Tea Party Embodies the Order of a Republic, #OWS Embodies the Chaos of a 'Democracy'

Occupy Wall Street has often been compared to the Tea Party; I think it’s usually meant as an insult. By comparing the grass roots protest of the Tea Party to the amalgam of radicals at Occupy, they can diminish the Tea Party’s success and make all protests distasteful to the general public.

There is little similarity. While the Tea Parties were neat and orderly, the Occupy protests are noisy, juvenile, and stinky. The Tea Parties were friendly while the Occupy movement is violent, angry, and crime ridden; they have the same problem with lawlessness that plagues most Democrat-controlled cities.

#OccupyBastille

This explains why there is such a vast difference between the two. The Occupy movement is not only mostly Democrat; it is also democratic. Likewise, the Tea Parties are both a republic and Republican. They are microcosms of the political philosophies they each represent.

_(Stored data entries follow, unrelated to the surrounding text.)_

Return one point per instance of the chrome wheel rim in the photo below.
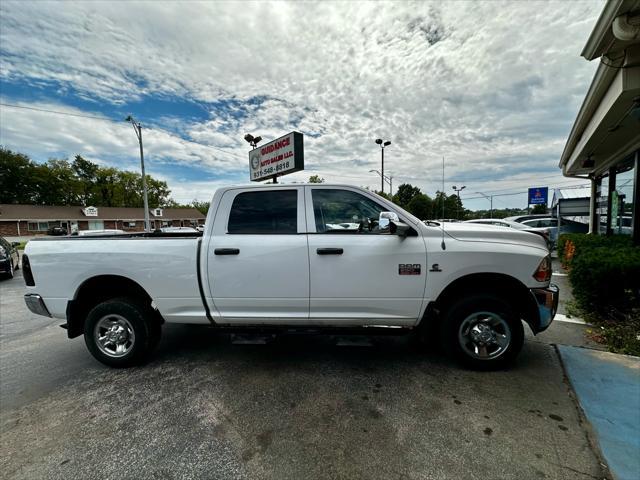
(114, 336)
(484, 335)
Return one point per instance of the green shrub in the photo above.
(605, 277)
(582, 241)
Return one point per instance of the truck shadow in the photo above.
(367, 353)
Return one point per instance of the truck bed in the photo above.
(163, 264)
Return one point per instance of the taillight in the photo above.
(543, 272)
(26, 272)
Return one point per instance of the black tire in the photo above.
(482, 332)
(132, 324)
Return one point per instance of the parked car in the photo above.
(270, 259)
(9, 258)
(566, 226)
(522, 218)
(94, 233)
(178, 230)
(499, 222)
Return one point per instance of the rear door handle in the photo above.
(329, 251)
(226, 251)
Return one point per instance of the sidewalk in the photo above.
(607, 386)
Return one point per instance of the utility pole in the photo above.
(384, 178)
(137, 127)
(458, 190)
(382, 145)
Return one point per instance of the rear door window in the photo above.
(271, 212)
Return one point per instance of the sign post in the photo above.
(279, 157)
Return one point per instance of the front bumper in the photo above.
(5, 266)
(35, 303)
(547, 300)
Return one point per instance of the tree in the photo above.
(405, 194)
(316, 179)
(16, 177)
(384, 195)
(540, 208)
(421, 206)
(203, 207)
(86, 172)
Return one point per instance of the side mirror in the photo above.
(399, 228)
(386, 218)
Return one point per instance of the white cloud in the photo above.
(493, 86)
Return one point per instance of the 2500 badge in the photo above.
(409, 269)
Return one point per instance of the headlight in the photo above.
(543, 272)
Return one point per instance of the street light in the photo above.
(137, 127)
(382, 145)
(458, 190)
(253, 141)
(490, 198)
(389, 180)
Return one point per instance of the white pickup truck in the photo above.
(310, 257)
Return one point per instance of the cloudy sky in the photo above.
(492, 86)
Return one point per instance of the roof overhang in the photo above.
(607, 126)
(605, 129)
(602, 39)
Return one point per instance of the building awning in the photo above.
(606, 128)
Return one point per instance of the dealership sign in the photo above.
(90, 211)
(538, 195)
(281, 156)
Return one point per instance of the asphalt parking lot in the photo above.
(300, 407)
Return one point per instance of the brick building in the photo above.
(29, 220)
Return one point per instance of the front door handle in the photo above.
(329, 251)
(226, 251)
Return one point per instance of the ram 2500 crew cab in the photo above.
(299, 257)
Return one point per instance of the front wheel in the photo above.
(121, 332)
(482, 332)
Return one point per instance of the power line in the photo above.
(57, 112)
(110, 120)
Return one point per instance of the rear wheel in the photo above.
(121, 332)
(482, 332)
(9, 274)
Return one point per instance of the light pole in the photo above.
(490, 198)
(389, 180)
(458, 190)
(253, 141)
(382, 145)
(137, 127)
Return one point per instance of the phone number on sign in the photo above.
(271, 170)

Tea parties are controlled by the rule of law and are planned in advance. They acquire proper permits, rent PA systems, Porti-Potties, and Tents. When they’re over, people pick up the trash and go home.

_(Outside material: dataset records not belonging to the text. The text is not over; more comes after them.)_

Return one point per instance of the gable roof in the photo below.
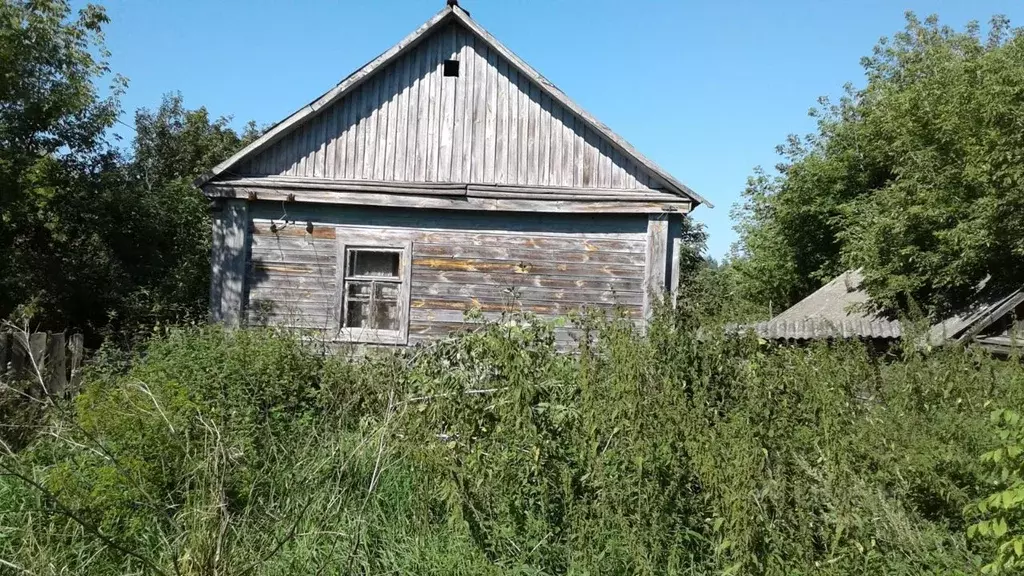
(987, 310)
(838, 310)
(451, 13)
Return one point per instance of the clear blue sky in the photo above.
(707, 89)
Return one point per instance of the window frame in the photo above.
(382, 242)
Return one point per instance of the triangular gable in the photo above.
(987, 310)
(500, 122)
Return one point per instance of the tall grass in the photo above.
(249, 452)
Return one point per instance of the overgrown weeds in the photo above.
(249, 452)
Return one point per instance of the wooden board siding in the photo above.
(488, 125)
(549, 264)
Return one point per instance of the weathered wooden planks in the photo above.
(409, 123)
(548, 265)
(656, 261)
(230, 240)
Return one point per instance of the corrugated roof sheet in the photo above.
(986, 310)
(837, 311)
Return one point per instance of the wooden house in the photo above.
(443, 176)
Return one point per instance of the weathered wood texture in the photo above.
(656, 262)
(227, 264)
(491, 124)
(547, 264)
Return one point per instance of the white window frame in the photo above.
(379, 241)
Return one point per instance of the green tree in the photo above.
(54, 161)
(168, 242)
(94, 238)
(916, 177)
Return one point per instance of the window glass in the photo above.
(373, 262)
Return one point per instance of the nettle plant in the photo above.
(1004, 509)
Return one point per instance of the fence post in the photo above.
(76, 345)
(4, 354)
(56, 373)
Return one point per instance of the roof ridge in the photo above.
(452, 11)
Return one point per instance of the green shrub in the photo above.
(216, 451)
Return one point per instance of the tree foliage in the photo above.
(918, 177)
(94, 238)
(217, 451)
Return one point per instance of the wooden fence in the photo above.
(46, 359)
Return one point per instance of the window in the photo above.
(451, 68)
(374, 286)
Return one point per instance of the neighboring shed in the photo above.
(443, 176)
(990, 322)
(840, 311)
(837, 311)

Occupy is famous for creepy chanting after every speaker finishes a sentence and a guy relieving himself against the side of a police car. Some of the Occupy residents have, ironically, used the facilities of McDonalds and Starbucks and even took ironic shelter from the rain in a Bank of America ATM kiosk (I’m sure the irony is lost on them, though). They loudly proclaim that “this is what Democracy looks like!”

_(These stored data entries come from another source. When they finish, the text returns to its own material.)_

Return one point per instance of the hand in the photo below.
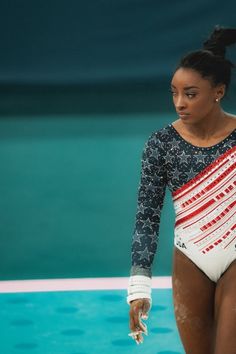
(138, 310)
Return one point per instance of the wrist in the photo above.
(139, 288)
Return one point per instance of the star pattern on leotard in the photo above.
(167, 161)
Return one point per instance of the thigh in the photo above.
(225, 312)
(194, 295)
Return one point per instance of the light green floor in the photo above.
(83, 323)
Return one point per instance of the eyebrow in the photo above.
(187, 87)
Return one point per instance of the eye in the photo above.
(191, 95)
(173, 93)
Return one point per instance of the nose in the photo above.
(179, 103)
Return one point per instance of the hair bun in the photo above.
(219, 39)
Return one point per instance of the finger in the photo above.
(145, 309)
(135, 316)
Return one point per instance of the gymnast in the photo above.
(195, 157)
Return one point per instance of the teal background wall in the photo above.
(82, 86)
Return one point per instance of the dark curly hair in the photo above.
(210, 61)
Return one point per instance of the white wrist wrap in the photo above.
(139, 288)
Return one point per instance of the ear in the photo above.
(220, 91)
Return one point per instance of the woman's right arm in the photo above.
(151, 194)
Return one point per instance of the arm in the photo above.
(151, 194)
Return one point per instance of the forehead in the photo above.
(188, 78)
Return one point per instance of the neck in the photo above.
(209, 126)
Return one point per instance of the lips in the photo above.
(182, 114)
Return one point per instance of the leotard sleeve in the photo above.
(151, 193)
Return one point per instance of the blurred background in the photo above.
(82, 86)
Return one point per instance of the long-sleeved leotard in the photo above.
(202, 182)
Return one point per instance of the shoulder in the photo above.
(160, 136)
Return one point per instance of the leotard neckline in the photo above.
(202, 147)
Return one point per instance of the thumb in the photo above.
(145, 309)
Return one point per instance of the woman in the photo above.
(195, 158)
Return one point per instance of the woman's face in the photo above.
(194, 97)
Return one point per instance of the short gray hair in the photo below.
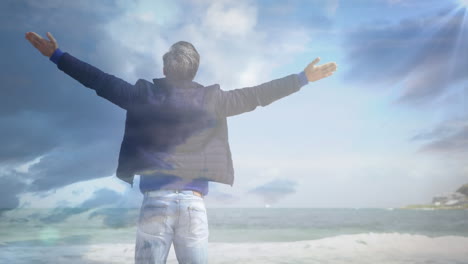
(181, 61)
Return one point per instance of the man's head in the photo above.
(181, 61)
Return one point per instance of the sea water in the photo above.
(244, 235)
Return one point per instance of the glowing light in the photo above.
(463, 3)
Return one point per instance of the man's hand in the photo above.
(315, 73)
(46, 47)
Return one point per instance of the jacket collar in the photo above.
(167, 83)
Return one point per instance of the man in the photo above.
(176, 139)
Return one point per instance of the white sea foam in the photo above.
(362, 248)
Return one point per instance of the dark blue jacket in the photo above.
(177, 127)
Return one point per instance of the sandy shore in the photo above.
(361, 248)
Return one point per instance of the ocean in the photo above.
(244, 235)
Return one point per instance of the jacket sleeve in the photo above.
(238, 101)
(107, 86)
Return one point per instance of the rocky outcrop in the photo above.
(456, 199)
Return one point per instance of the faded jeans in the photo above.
(167, 217)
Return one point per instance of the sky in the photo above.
(389, 129)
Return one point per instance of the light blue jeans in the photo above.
(167, 217)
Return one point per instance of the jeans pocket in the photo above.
(153, 218)
(198, 225)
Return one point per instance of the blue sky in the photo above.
(390, 128)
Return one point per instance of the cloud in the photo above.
(275, 190)
(102, 197)
(450, 137)
(11, 186)
(424, 54)
(75, 135)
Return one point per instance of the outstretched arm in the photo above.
(238, 101)
(108, 86)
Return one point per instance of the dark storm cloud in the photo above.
(275, 190)
(43, 112)
(102, 197)
(11, 185)
(419, 52)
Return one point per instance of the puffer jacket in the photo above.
(176, 127)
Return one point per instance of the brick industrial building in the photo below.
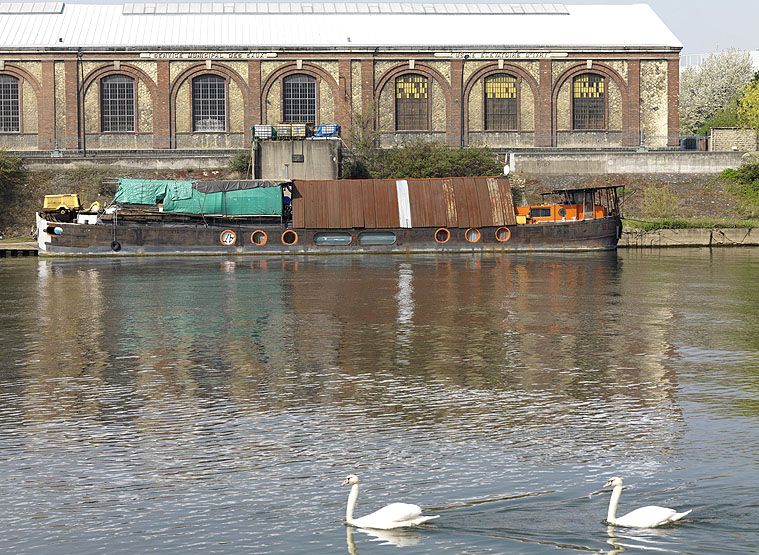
(198, 76)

Constitutional author James Madison would agree. In Federalist # 10 he wrote: “Hence it is that such democracies have ever been spectacles of turbulence and contention; have ever been found incompatible with personal security or the rights of property; and have in general been as short in their lives as they have been violent in their deaths.”

Two years later, the French Revolution made his words almost prophetic. Absent an existing governmental structure to fill the vacuum, post-revolutionary France exploded into chaos. A Republic is necessary to defend the rights of the minority. Without such protections, government degenerates into mob rule.

And mob rule is exactly what we’re seeing in the Occupy protests. Their rally cry of “We Are the 99%” takes a triumphant delight in announcing that the opposition is way outnumbered. There is no clear message outside of anger. Attempts to write a list of demands have been hindered by the very democratic process they cherish.

In their miniature utopia, there is no personal security or right to property. They could not even maintain enough civility to protect their drums from vandals. The OWS drummers had $8,000 worth of damage done to their kits. When it came time to vote for reimbursement out of the OWS Treasury (lately estimated at $500,000), they couldn’t even find the consensus to replace them. The drum owners were told to beat sand.

The Tea Party wants to change the system from within the existing structure. They seek to use the electoral process, to vote out the big spenders and restore fiscal sanity to a republic that has already proven its viability. The Occupy movement wants to tear down the system, and replace it with… replace it with… well, they’ll figure that out, after they grab something to satiate their munchies.

We are certainly in trouble if these people get hold of a guillotine.